It depends on the throughput you want to achieve. 400G OpenZR+ modules operate at 60 Gbaud and require a channel at least 75 GHz wide. If your DWDM has a fixed 50 GHz grid, the maximum throughput you will get is 200G instead of 400G. Ask your optical line system vendor directly whether it supports flex-grid. If you need the full 400G on a single channel, that question must be asked before ordering the modules, not after delivery.
This is the issue that most often blocks projects in practice. Most DWDM systems are calibrated for a signal power between minus 3 and 0 dBm at the multiplexer input. Meanwhile, most OpenZR+ modules on the market transmit a signal at minus 10 dBm. The result is that you cannot plug the module in directly — you have to add an EDFA amplifier between the module and the multiplexer. That means extra cost, higher power draw, and worse OSNR for the whole system. GBC Photonics 400G OpenZR+ modules transmit a signal natively at 0 dBm, so they plug directly into the multiplexer without modifying the system, and you tune the power within a 10 dB range to match the specific path.
No, and this is where projects most often stall, already after the hardware has been delivered. The port fits physically, but the device’s software and firmware must be able to talk to a coherent module. The CMIS standard defines how the host communicates with the module, but not all devices have up-to-date firmware with full CMIS support for coherent modules. Check the compatibility list for your router or switch before ordering. If your device is not on it, ask the manufacturer about their support roadmap. Sometimes a firmware update is enough, and sometimes it is a more serious matter.
Surprisingly short, once the fibre, DWDM system, and router are ready. GBC Photonics modules are fully tunable across the C-band, and setting the required transmission channel takes about 10 seconds.

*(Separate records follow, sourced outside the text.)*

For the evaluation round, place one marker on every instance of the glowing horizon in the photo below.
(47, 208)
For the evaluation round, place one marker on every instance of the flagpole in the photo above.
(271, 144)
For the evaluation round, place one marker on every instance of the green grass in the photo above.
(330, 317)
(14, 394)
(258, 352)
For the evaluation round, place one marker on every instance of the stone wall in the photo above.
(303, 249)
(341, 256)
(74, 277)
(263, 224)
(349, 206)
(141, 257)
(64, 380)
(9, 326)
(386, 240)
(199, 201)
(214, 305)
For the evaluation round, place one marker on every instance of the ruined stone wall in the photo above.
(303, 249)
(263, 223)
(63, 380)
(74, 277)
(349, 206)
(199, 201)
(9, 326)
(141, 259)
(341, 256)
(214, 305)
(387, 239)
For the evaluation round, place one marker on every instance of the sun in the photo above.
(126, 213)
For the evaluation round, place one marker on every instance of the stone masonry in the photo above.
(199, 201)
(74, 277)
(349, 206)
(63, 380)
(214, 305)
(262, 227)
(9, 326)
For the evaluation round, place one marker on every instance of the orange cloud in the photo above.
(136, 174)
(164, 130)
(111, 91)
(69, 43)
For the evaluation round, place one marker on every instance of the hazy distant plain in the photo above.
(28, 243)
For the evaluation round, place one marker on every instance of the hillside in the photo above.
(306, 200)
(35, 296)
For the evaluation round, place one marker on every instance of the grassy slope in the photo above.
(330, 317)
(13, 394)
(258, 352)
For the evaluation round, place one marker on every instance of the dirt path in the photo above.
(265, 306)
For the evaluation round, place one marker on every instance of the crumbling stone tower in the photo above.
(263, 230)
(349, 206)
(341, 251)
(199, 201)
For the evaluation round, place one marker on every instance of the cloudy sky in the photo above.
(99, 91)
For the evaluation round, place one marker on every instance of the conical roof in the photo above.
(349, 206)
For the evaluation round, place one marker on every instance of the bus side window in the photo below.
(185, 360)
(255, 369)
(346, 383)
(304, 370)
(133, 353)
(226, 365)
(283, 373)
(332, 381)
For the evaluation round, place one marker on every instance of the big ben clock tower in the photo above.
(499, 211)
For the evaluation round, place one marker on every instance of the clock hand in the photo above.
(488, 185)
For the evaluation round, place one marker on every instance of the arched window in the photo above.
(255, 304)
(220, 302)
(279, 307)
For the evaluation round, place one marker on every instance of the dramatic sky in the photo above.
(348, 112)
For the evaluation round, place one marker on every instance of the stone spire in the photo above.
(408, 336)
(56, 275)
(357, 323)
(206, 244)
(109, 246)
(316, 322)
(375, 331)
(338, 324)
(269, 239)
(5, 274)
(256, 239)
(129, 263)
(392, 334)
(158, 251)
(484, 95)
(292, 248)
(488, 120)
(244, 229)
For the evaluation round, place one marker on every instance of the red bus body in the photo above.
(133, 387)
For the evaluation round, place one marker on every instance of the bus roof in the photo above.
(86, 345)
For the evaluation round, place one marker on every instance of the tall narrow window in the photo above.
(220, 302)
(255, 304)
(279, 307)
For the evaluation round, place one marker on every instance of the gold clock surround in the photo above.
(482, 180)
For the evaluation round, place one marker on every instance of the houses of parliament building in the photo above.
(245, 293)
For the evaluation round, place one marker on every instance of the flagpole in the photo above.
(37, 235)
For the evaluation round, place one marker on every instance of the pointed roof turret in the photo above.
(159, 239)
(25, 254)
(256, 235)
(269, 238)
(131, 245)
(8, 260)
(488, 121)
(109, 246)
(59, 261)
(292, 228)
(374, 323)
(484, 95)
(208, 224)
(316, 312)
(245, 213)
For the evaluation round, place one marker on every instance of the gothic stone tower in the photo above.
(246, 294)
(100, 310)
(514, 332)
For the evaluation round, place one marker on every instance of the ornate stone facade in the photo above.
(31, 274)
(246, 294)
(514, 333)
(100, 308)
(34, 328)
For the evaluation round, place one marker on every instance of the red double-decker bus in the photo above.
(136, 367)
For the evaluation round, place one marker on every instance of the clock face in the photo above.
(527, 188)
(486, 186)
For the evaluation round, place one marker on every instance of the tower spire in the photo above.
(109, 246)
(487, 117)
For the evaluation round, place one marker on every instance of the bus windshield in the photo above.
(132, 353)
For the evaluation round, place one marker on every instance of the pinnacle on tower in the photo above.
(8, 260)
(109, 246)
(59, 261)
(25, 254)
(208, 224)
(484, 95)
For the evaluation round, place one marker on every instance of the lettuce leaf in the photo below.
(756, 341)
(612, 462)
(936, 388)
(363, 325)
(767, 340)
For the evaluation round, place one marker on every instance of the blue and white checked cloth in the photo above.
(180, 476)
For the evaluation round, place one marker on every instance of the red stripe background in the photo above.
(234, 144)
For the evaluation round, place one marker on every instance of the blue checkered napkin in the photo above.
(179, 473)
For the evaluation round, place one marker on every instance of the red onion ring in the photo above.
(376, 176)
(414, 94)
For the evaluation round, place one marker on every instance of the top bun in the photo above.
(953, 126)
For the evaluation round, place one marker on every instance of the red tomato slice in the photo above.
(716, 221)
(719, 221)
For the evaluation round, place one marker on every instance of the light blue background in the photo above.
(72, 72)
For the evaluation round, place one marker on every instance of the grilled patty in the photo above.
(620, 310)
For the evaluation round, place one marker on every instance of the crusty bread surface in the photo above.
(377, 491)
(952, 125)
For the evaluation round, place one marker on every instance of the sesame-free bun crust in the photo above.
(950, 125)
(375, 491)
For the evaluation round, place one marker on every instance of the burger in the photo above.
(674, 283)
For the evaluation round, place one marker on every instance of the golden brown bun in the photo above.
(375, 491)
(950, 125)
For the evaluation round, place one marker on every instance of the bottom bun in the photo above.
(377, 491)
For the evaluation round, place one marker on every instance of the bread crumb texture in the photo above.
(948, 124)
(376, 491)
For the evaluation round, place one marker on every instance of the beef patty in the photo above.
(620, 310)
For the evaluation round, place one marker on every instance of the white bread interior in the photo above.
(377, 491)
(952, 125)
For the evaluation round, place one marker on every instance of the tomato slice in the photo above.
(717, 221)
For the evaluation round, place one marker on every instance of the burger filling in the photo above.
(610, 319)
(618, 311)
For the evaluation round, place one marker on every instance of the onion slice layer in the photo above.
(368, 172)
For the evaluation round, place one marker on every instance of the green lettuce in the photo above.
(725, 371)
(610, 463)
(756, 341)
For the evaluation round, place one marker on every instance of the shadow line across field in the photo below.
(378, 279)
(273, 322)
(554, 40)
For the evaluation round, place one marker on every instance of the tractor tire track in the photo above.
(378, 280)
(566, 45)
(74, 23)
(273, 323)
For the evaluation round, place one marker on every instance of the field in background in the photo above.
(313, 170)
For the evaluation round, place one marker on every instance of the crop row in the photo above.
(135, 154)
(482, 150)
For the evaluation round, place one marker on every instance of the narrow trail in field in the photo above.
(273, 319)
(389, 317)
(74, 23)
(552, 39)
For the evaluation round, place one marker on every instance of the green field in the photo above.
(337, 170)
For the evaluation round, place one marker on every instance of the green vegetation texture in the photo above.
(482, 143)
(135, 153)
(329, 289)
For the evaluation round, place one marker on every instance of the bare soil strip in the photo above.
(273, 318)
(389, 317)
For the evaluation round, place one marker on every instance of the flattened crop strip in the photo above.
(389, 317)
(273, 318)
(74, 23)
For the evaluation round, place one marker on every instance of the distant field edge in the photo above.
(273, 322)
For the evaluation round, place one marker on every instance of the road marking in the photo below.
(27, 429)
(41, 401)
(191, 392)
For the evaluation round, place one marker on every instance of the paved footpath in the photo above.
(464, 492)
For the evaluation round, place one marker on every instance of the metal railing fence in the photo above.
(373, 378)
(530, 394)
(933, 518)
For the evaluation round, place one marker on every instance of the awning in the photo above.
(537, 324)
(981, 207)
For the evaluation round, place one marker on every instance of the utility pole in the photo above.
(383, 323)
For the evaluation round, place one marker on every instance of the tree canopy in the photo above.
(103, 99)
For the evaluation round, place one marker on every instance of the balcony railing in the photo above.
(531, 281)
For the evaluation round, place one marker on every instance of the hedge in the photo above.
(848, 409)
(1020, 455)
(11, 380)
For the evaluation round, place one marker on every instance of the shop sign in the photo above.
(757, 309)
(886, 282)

The channel grid is also adjustable, so the module operates in Flex-Grid systems with maximally efficient use of the spectrum. Compatibility with a specific active-equipment vendor is configured through the SRD environment, from a computer or a smartphone via the SRD Go app. An engineer at a node in a remote location does not have to wait for someone from the office, but programs the module themselves, on the spot, in a few minutes.
Three. The first is an unverified route. The project assumed certain parameters, but the actual OSNR was far worse than the documentation showed. The system ran unstably and they had to give up throughput or buy additional ZR++ modules. The second is firmware that was not updated. The module was not visible in the management system, the router appeared to work but telemetry was empty, and updating firmware in an operator network requires thorough testing and is not a quick task. The third is the lack of measurement documentation after deployment. Six months later someone wanted to add another channel on the same path, but nobody knew the actual parameters at commissioning and the measurements had to be repeated from scratch.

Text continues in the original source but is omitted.